13.09.2003 · Für die umstrittene RAF-Ausstellung in Berlin liegt jetzt ein neues Konzept vor. Demnach soll es in der Ausstellung um den Niederschlag von Terror in der Kunst gehen. Möglich sei eine „Fallstudie am Beispiel der RAF“.
„Die Kunst muß im Mittelpunkt stehen“, heißt es in einem überarbeiteten Konzept der Berliner Kunstwerke (KW) zu der für 2004 geplanten und bereits stark umstrittenen Ausstellung über die Rote Armee Fraktion. In dem dieser Zeitung vorliegenden Papier werden die Konsequenzen aus einer Debatte gezogen, in deren Verlauf Sorge vor einer "Mystifizierung der RAF" geäußert und seitens der Hinterbliebenen von Terrorismusopfern Kritik an öffentlichen Finanzierungsbeihilfen laut geworden war.

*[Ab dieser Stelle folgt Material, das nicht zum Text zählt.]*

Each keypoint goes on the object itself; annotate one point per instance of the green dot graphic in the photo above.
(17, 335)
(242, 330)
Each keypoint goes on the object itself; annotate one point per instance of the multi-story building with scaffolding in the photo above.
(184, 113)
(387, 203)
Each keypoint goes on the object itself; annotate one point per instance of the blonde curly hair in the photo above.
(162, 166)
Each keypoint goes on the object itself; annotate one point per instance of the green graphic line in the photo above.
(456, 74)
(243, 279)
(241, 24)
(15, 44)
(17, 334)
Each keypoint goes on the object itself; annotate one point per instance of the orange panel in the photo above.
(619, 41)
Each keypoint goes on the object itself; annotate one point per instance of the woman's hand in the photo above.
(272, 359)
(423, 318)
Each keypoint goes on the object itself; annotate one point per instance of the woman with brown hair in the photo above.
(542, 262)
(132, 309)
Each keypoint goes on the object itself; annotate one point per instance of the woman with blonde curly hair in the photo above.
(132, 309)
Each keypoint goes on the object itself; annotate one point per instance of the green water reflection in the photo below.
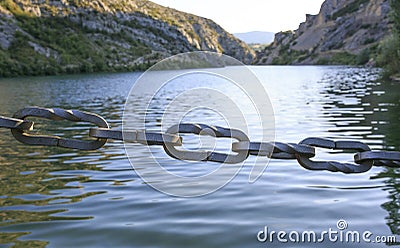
(41, 185)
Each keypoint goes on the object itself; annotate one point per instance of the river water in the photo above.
(66, 198)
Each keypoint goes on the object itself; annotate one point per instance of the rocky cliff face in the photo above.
(62, 36)
(342, 32)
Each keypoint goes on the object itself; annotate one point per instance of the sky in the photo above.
(249, 15)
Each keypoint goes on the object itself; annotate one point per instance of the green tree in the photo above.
(389, 57)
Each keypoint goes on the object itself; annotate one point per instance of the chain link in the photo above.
(12, 123)
(59, 114)
(277, 150)
(364, 158)
(334, 166)
(380, 158)
(201, 129)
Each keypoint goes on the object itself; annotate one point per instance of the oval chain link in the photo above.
(334, 166)
(12, 123)
(365, 158)
(201, 129)
(59, 114)
(277, 150)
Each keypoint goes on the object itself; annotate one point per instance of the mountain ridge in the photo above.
(71, 36)
(343, 32)
(255, 37)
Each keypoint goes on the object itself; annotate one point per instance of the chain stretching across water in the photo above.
(364, 159)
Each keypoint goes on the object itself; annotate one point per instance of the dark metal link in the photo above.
(59, 114)
(380, 158)
(12, 123)
(142, 137)
(202, 129)
(276, 150)
(334, 166)
(365, 158)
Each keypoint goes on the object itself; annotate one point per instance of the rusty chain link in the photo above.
(303, 152)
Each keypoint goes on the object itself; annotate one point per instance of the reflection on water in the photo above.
(61, 197)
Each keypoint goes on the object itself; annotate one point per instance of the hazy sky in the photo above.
(249, 15)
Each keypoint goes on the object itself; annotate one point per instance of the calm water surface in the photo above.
(62, 198)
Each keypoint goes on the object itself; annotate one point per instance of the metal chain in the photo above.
(364, 158)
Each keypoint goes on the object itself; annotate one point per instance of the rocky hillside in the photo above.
(343, 32)
(70, 36)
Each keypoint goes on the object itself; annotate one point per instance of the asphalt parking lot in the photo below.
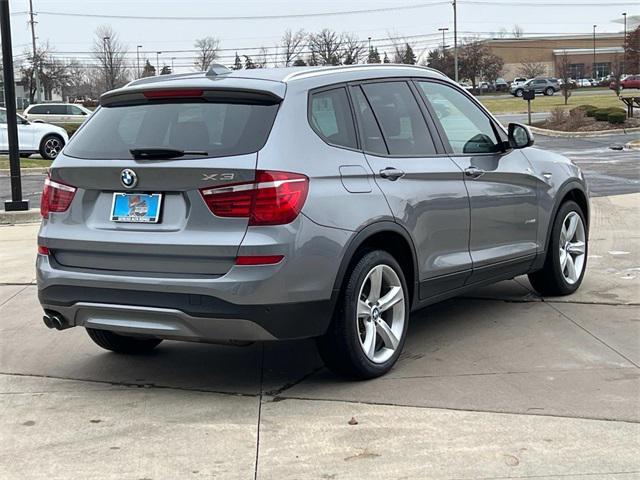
(498, 384)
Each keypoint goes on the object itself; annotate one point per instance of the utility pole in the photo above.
(138, 59)
(16, 202)
(455, 41)
(624, 15)
(443, 41)
(593, 69)
(36, 73)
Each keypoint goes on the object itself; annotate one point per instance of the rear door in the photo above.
(221, 138)
(424, 188)
(501, 184)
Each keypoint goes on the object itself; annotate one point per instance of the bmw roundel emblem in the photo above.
(128, 178)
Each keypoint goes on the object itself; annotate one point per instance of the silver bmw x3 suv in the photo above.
(292, 203)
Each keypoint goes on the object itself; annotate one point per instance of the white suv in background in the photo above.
(57, 113)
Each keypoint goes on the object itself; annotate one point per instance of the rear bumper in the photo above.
(179, 316)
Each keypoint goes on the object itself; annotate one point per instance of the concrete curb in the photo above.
(5, 172)
(597, 133)
(26, 216)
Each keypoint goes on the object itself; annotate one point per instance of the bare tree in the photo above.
(110, 54)
(207, 51)
(326, 47)
(532, 69)
(517, 31)
(292, 44)
(353, 49)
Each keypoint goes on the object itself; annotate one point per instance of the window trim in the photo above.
(326, 88)
(439, 148)
(495, 125)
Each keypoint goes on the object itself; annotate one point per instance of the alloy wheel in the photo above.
(380, 313)
(572, 247)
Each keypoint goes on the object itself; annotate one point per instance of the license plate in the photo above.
(136, 207)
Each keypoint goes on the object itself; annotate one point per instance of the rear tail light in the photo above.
(259, 259)
(56, 197)
(274, 198)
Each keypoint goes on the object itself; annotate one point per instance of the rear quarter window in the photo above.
(219, 129)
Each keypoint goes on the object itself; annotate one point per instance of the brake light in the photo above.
(175, 93)
(259, 259)
(56, 197)
(274, 198)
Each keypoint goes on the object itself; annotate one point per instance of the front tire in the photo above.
(368, 331)
(566, 260)
(121, 343)
(50, 146)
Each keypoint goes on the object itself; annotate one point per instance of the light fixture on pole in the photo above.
(138, 59)
(444, 29)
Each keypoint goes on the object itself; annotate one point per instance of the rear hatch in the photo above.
(140, 167)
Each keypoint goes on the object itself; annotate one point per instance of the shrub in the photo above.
(617, 117)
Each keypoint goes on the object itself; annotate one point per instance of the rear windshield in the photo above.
(219, 129)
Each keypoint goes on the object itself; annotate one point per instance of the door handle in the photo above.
(391, 173)
(474, 172)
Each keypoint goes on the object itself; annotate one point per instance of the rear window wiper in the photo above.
(161, 153)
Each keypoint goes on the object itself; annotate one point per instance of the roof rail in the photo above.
(337, 68)
(216, 69)
(158, 78)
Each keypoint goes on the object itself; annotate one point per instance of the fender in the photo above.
(356, 242)
(565, 188)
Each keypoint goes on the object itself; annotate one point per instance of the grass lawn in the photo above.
(25, 162)
(546, 104)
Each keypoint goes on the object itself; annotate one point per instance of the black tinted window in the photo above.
(400, 119)
(372, 140)
(220, 129)
(467, 128)
(331, 117)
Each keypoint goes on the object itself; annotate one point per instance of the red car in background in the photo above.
(632, 81)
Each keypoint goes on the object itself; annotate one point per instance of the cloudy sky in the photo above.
(172, 26)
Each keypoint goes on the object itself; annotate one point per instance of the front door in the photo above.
(424, 189)
(501, 184)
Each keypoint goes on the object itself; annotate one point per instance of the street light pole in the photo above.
(138, 59)
(443, 41)
(624, 15)
(455, 40)
(16, 203)
(593, 68)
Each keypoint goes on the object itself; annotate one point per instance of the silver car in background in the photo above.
(273, 204)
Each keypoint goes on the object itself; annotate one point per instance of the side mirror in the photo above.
(520, 136)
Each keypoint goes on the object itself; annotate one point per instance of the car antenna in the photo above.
(216, 69)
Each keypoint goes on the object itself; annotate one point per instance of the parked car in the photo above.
(57, 113)
(289, 203)
(501, 85)
(42, 138)
(545, 86)
(630, 81)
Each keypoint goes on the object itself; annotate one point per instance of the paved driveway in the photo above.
(499, 384)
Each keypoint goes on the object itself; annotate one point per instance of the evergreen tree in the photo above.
(148, 70)
(374, 56)
(237, 65)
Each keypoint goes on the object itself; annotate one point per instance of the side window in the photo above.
(372, 140)
(467, 128)
(331, 117)
(403, 126)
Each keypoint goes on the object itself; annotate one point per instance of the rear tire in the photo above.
(369, 327)
(121, 343)
(566, 261)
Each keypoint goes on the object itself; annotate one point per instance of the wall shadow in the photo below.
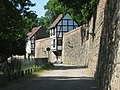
(108, 46)
(55, 83)
(62, 67)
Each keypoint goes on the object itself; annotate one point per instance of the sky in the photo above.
(39, 8)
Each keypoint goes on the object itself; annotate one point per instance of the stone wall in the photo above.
(108, 68)
(40, 49)
(97, 46)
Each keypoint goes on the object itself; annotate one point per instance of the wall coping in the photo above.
(74, 30)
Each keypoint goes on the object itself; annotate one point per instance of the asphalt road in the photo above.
(62, 77)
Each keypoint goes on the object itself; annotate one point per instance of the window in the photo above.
(70, 28)
(70, 22)
(65, 28)
(53, 31)
(64, 22)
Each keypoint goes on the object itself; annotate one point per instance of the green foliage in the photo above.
(82, 9)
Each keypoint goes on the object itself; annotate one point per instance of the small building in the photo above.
(63, 24)
(35, 34)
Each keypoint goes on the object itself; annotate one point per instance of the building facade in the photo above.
(35, 34)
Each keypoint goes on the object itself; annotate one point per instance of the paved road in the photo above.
(62, 77)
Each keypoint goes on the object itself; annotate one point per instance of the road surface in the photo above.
(62, 77)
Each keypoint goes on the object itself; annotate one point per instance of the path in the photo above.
(62, 77)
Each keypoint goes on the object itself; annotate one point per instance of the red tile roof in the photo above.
(34, 30)
(56, 21)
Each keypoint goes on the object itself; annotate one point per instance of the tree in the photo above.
(82, 9)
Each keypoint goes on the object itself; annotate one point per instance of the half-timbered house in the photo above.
(63, 24)
(35, 34)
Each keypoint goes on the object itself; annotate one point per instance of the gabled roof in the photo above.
(34, 30)
(56, 21)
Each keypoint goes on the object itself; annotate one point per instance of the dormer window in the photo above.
(53, 31)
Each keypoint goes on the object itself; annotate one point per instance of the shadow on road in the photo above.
(54, 82)
(62, 67)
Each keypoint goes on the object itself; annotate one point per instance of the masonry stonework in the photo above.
(97, 46)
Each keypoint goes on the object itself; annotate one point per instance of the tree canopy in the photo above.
(80, 10)
(15, 20)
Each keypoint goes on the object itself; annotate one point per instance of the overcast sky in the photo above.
(39, 8)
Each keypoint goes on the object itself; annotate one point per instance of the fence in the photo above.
(20, 67)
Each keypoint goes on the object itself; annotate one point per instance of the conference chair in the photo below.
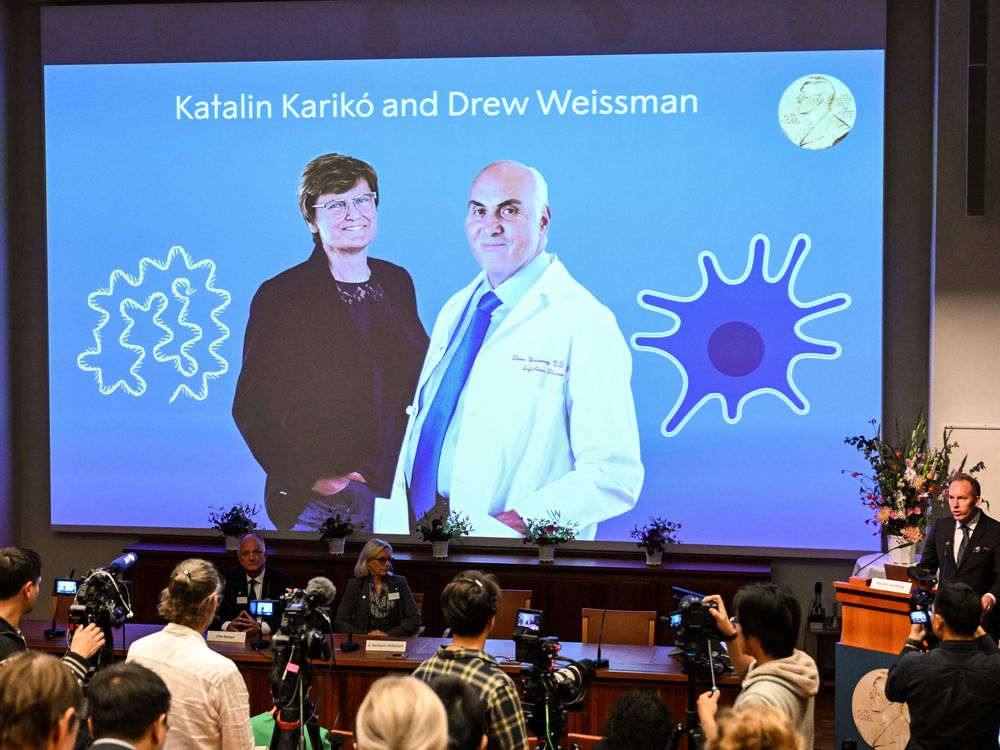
(583, 741)
(627, 626)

"Die Debatte, die über die unautorisierte Veröffentlichung eines internen, nicht von den KW verfaßten Dokuments in der breiten Öffentlichkeit ausgelöst wurde, zeigt zunächst, daß das Thema für große Teile der Bevölkerung von großer Wichtigkeit ist", heißt es nun. Unter den rund vierhundert Artikeln, die zum Thema erschienen sind, hätte sich jedoch "kaum eine Handvoll" mit der Kunst beschäftigt. "Durch die Debatte erwartet die breite Öffentlichkeit statt einer Kunstausstellung eine Ausstellung, die die historische Wahrheit über die RAF dokumentiert und darlegt", schreiben die Ausstellungsmacher und fügen an, nicht leisten zu können "was Jahrzehnte an historischer, publizistischer, soziologischer und anderer wissenschaftlicher Arbeit nicht geleistet haben: Ein abschließendes, abgerundetes Bild über einen Zeitabschnitt der bundesrepublikanischen Geschichte zu liefern."
Entmythologisierung
Am Ausgangspunkt der Überlegungen habe die Feststellung gestanden, "daß es eine sehr große Anzahl künstlerischer Objekte und Projekte gibt, die sich mit der RAF im engeren und weiteren Sinne befassen". Zugleich hätten sich die KW von Anfang an um Kooperationspartner bemüht, die diese Kunstausstellung wissenschaftlich begleiten und es dem Betrachter ermöglichen sollten, das Gesehene mit zeitgeschichtlichen Tatsachen "in Verbindung zu setzen und somit entmythologisieren zu können". Dieses Vorhaben einer Gegenüberstellung von Kunst und Historie sei durch die Debatte nun nicht mehr möglich. Zwischen dem staatspolitischen Auftrag der Bundeszentrale für politische Bildung und dem historisch-wissenschaftlichen Auftrag von Wolfgang Kraushaar und dem Hamburger Institut für Sozialforschung drohe die Kunst "zu einem bloßen Anhängsel zu werden".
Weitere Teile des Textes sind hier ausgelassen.